Donald Trump’s insistence that an nationwide exercise in democracy was fraudulent and corrupt is nothing short of a coup against the very principle that the voter is king.
It is comical, because his rage is from another universe, one he alone inhabits. But it is tragic too.
The significance of the largest turnout of voters in 120 years is being lost amidst the pantomime performance being played out on Twitter, the golf course and the bunker in the White House.
Since Trump is a man who is fuelled by grievance and an over-developed sense of slight, he will continue to rage. His niece Mary Trump, a psychologist, says he will never admit defeat to Joe Biden since that would puncture his narcissism.
The Donald’s performance the other night when he continued to allege that the election was stolen from him was so utterly awful that several American networks cut away from the neurosis, telling viewers they were not prepared to broadcast lies.
He’s getting desperate.
As I flicked between CNN, ABC and Fox News to see who would be the stooges in this slapstick, I did not have to wait long for an answer. Newt Gingrich reversed his embalming to cry foul, aided not very ably by mouth-for-rent Rudy Giuliani.
It became a case of like father like son when Eric Trump demonstrated he had learned from the master in the art of keeping a straight face when knitting together tittle-tattle and ending up at the conclusion the election organisers were corrupt.
The evidence of impropriety which led to the ‘stealing’ of an election was as thin as Mr Giuliani’s hairline and as solid as the President’s. It was an attempt to reduce the serious business of the sovereignty of the people (or at least the electoral college) to an exercise in who can intimidate the most.
Watching Giuliani and Trump Jnr I was reminded of that scene from The Departed when mobster Frank Costello tells two priests in a local diner, ‘In this parish, God don’t run the bingo’.
The offences against truth and the democratic process are outrageous. By questioning the legitimacy of the election he attempts to burn the constitution of his country.
By attempting to frustrate the will of the people he stands alone in modern times as a man without equal in his disdain for the very notion of ‘We, the people’.
Watergate was described at the time as the biggest constitutional crisis in the history of the Republic. Richard Nixon held out against Congress, several attorney generals, the Supreme Court and the media in an effort to conceal his knowledge of a tenth-rate burglary.

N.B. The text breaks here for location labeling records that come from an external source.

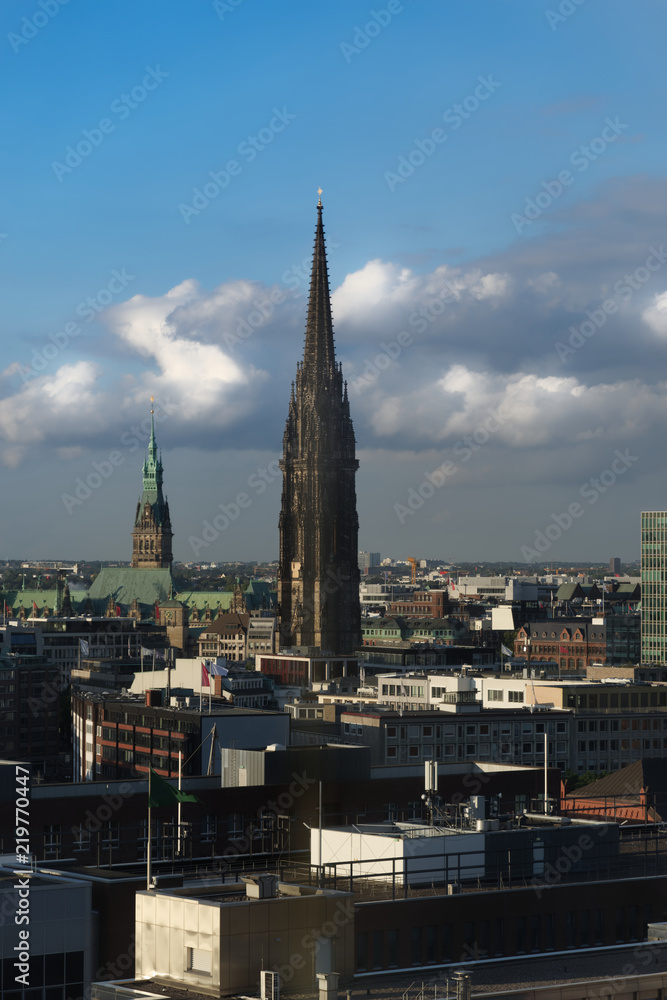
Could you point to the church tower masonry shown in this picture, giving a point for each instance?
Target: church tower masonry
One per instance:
(152, 535)
(318, 585)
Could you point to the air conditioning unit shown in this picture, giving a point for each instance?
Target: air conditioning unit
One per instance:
(270, 985)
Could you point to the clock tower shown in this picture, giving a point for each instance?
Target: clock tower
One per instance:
(152, 535)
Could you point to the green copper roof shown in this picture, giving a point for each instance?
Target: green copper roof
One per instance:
(126, 584)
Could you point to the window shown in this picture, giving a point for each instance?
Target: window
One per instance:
(377, 950)
(52, 838)
(392, 948)
(198, 960)
(416, 946)
(209, 828)
(81, 838)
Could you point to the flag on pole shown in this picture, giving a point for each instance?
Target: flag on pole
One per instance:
(161, 793)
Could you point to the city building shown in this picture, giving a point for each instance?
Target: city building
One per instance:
(398, 655)
(218, 939)
(48, 918)
(509, 736)
(425, 603)
(654, 587)
(306, 667)
(424, 628)
(60, 640)
(30, 694)
(123, 736)
(227, 636)
(319, 573)
(575, 643)
(152, 534)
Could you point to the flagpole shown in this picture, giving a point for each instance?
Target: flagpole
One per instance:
(148, 844)
(178, 806)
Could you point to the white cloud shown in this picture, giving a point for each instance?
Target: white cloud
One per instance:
(531, 411)
(656, 315)
(379, 288)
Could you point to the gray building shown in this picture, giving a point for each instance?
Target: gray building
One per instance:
(51, 927)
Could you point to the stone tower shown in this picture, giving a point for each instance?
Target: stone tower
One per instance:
(151, 538)
(318, 586)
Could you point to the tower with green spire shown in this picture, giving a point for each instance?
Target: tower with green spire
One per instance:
(152, 534)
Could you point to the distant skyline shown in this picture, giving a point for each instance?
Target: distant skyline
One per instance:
(495, 197)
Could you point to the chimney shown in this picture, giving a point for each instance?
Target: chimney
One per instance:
(260, 886)
(328, 985)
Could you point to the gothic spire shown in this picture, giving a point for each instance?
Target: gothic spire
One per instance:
(319, 365)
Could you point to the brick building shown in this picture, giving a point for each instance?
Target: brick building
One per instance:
(574, 643)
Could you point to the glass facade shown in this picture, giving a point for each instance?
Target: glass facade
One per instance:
(654, 577)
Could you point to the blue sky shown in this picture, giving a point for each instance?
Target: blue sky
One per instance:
(156, 97)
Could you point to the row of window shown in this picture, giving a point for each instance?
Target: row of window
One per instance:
(107, 835)
(537, 932)
(625, 725)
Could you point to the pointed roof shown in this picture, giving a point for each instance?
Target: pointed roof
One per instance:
(647, 773)
(152, 473)
(319, 363)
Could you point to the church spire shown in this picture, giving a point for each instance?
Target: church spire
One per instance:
(152, 535)
(318, 581)
(319, 363)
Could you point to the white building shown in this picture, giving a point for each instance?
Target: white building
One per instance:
(404, 852)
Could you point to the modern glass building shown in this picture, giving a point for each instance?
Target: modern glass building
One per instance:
(654, 586)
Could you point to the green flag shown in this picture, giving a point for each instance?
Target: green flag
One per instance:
(161, 793)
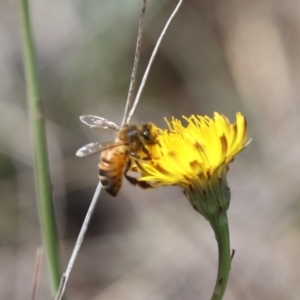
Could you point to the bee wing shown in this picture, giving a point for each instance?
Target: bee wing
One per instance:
(96, 122)
(94, 148)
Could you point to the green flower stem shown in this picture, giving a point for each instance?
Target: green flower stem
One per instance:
(42, 172)
(219, 223)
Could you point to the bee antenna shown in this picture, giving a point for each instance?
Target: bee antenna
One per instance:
(129, 100)
(138, 95)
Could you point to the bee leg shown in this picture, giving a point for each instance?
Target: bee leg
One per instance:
(134, 181)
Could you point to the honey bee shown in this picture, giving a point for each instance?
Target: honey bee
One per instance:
(116, 157)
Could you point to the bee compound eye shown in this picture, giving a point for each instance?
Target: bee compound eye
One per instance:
(146, 135)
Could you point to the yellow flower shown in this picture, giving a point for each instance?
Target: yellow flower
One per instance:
(196, 157)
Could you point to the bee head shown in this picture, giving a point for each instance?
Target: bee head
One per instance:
(149, 133)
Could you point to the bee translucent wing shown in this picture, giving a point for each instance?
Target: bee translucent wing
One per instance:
(96, 122)
(94, 148)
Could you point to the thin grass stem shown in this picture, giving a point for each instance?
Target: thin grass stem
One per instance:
(129, 100)
(138, 95)
(41, 164)
(65, 276)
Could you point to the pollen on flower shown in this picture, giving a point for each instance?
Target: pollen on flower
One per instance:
(193, 154)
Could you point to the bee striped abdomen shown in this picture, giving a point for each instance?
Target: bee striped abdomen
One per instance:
(111, 168)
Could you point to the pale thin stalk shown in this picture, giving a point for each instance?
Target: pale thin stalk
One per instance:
(138, 95)
(135, 64)
(41, 164)
(66, 275)
(36, 275)
(221, 230)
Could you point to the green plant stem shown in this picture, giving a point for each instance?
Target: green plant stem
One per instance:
(220, 226)
(42, 172)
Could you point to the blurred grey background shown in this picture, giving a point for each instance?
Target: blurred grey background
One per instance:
(224, 56)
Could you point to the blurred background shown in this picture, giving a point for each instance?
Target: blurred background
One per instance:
(226, 56)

It appalled since it attempted to put the presidency above the law and evade the checks and balances of the US constitution. Nixon’s cover-up was over a break in at the Democratic Party’s HQ in the Watergate complex.
But Trump’s behaviour is worse than Nixon’s, much worse. Trump disputes the very validity of the foundations of American democracy.
Nixon exploited process and low politics for the purposes of self-preservation, but he bowed to the inevitable when it became clear he was ultimately accountable for his actions. Trump has no such sensitivity for rules unless they are written by himself to suit his own ends.
The state courts are likely to reject his attempts to elevate allegation to solid legal grounds for intervening in an electoral process. He will throw writs like confetti but ultimately his divorce from the office he holds will be a matter of constitutional fact.
What is just as worrying is the complicity of House Republicans in this charade by their silence. It is natural in politics to give cover to your leader when he or she is under fire. During Watergate, Republicans did that initially with Nixon, but ultimately their support for the sanctity of the office of President meant that they too abandoned him.
If the concept of the vote and the power of the people to determine who leads them is not sacred, then what is? If Republicans don’t very publicly tell him to go then they will have abrogated a basic responsibility and that is to defend their democracy against attack, in this case in the form of megalomania.
Donald Trump’s protestations are unworthy of an American President. This is the kind of thing that used to play out in countries run by the likes of Robert Mugabe and Ferdinand Marcos.
Trump is about to learn that not even the daddy of all showmen can perform his way out of this. The man from The Apprentice was fond of saying, ‘you’re fired’. Now he knows how it feels.